How Search Engines Work

How Do Search Engines Find Web Pages?

Most search engines employ automated programs called “spiders” that find web pages and “read” them. Most commonly a spider reaches a page because it followed a link from another page. By following links, the “spider” traverses the web in much the manner that a real spider traverses it's web. The location of each web page found is added the the search engine's index along with information about that page.  This is the search engine's “index.”

What Information Does  A Search Engine Gather?

What is gathered and used by a search engine (it's algorithm) is closely guarded information that webmasters infer from observing “Search Engine Results” (SERPs). A major element is how many times a certain word appears on that page. Search engines are  very sophisticated and can give a word more weight if its at the start of a sentence or is used in a title.  The total number of times the word or word phrase is used is the  keyword density of the page. A record is also kept of other pages that link to that page.

How Search Engines Rank Pages

Each spidered page is kept in the search engine's index along with information about the words it contains and any other semantic analysis that that engine performs.
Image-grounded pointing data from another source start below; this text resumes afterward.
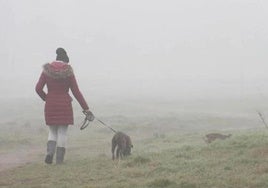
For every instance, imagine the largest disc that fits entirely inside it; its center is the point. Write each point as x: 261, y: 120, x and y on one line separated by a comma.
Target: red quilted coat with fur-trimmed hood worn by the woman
x: 59, y: 78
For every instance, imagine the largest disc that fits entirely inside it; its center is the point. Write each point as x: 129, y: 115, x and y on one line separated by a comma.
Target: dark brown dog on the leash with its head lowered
x: 123, y: 145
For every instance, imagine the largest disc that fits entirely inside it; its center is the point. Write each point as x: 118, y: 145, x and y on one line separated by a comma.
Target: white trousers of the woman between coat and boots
x: 58, y: 133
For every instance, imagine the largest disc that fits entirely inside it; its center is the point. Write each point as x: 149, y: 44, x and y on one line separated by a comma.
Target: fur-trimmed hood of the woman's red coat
x: 58, y: 70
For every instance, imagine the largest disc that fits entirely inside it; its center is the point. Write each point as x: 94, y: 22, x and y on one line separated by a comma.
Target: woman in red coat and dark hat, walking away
x: 58, y: 76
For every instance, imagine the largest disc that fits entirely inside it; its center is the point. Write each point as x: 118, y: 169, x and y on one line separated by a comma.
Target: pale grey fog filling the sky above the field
x: 142, y: 49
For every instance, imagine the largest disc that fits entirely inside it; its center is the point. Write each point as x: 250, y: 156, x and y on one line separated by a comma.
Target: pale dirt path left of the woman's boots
x: 18, y: 158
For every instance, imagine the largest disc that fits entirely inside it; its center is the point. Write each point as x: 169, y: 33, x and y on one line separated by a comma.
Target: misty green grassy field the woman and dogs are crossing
x: 169, y: 150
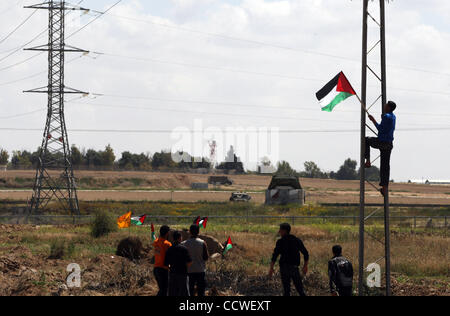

Google (the most used search engine) pioneered use of  the number of links to a page to calculate it's  “PageRank” ( a number from 0-10). The “PageRank” can be thought of as that page's “reputation.”  Thus, a page with several mentions of the words “blue widget” on it and numerous links from other web sites to it containing the words “blue widgets” will be judged to have higher  relevance in a  search for “blue widgets” than a site with only one mention of blue widgets and no links from other sites.